Los chicos del cuarto mundo

Los cheos eran, entonces, las expresiones vulgares de ese nacionalismo aislacionista. Se autoidentificaban con una indumentaria más bien propia del mundo marginal (pelo corto con “motas” laterales, camisetillas de guinga, pañuelo blanco en la mano, casquillos de oro en los dientes), asistían a los Círculos Sociales y a bailes populares y carnavales en los que a menudo la reyerta y la violencia campeaban bajo el ala del alcohol, según lo testimonia la toma antológica con la que rompe Memorias del subdesarrollo de Tomás Gutiérrez Alea (1968).

Los segundos eran lo que hoy denominaríamos alternativos: evadiendo esos Círculos, fundaron la Playita de 16 en pleno dienteperro, iban a las fiestas con botas cañeras, camisas anchas, pelo largo (en lo posible, ya se sabe) y pantalones estrechos, escuchaban a The Beatles (sobre todo White Album y Abbey Road), The Rolling Stones, Led Zeppelin, Jimi Hendrix, The Doors y Creedence Clearwater Revival, como lo testimonian varias escenas de Las cuatro estaciones, la formidable serie escrita por Leonardo Padura y Lucía López Coll. Y, por descontado, cuando tomaban alcohol ocurrían cosas distintas. De ahí saldrían combos como Los Kent, Los Jets, Almas Vertiginosas o Los Gnomos, toda una generación de rockeros cubanos que tuvieron que hacer su trabajo en una suerte de underground citadino, entre fiestas de 15 y ámbitos privados ante la cerrazón de espacios a toda la música que hablara en inglés.

Dos son tal vez las implicaciones más importantes de esta historia. La primera, una paradoja. Aquella música que sonaba en “la lengua del enemigo” expresaba una contracultura y un sentimiento anti-establishment en proceso de gestación en las entrañas, y sin embargo del lado cubano la percibieron / catalogaron como “penetración cultural”, código en el cual ciertamente resuena el machismo y el falocentrismo, que ubicaba a los pepillos en el lado femenino de la posición del misionero. Bien mirado, ello revela no solo el impacto del conflicto bilateral, sino también las limitaciones propias de quienes trazaron esas políticas de exclusión, por otra parte aplicadas también contra la nueva canción (la Nueva Trova, como se le conocería después) prácticamente desde sus orígenes hasta que los liderazgos de la Casa de las Américas y el ICAIC se movieron en sentido contrario.
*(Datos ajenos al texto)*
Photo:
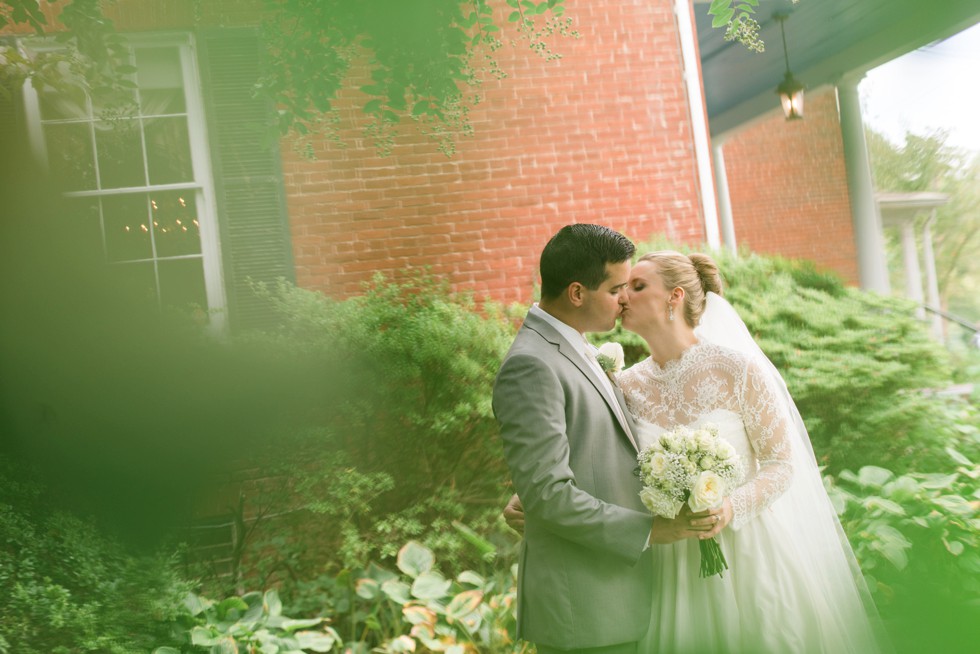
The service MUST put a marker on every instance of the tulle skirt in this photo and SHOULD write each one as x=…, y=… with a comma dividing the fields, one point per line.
x=769, y=600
La segunda, una certeza: los muros tienen siempre grietas y al final acaban derrumbándose –por corrección interna o por desgaste o implosión. En un momento de cierre y repliegue, la condición isleña de buscar el mundo, y nuestra inserción en la cultura occidental, a la que pertenecemos, se impusieron mediante marineros mercantes, técnicos y diplomáticos que a su regreso de la perversidad traían y socializaban, a pesar de todo, la información musical por entonces vedada en los espacios difusivos oficiales, sustituyéndola en cambio por versiones –a veces tan aguadas como risibles– de rockeros españoles o mexicanos.

Así funciona en todos los tiempos el (in)discreto encanto de lo prohibido, aunque Internet, los CDs, los MP4 y los celulares fueran por aquellos días elucubraciones apenas barruntadas, si acaso, por la febril fabulación del viejo Aldous Huxley.

Definitivamente, la memoria suele salir mal parada cuando los ideologemas la desdibujan o ningunean.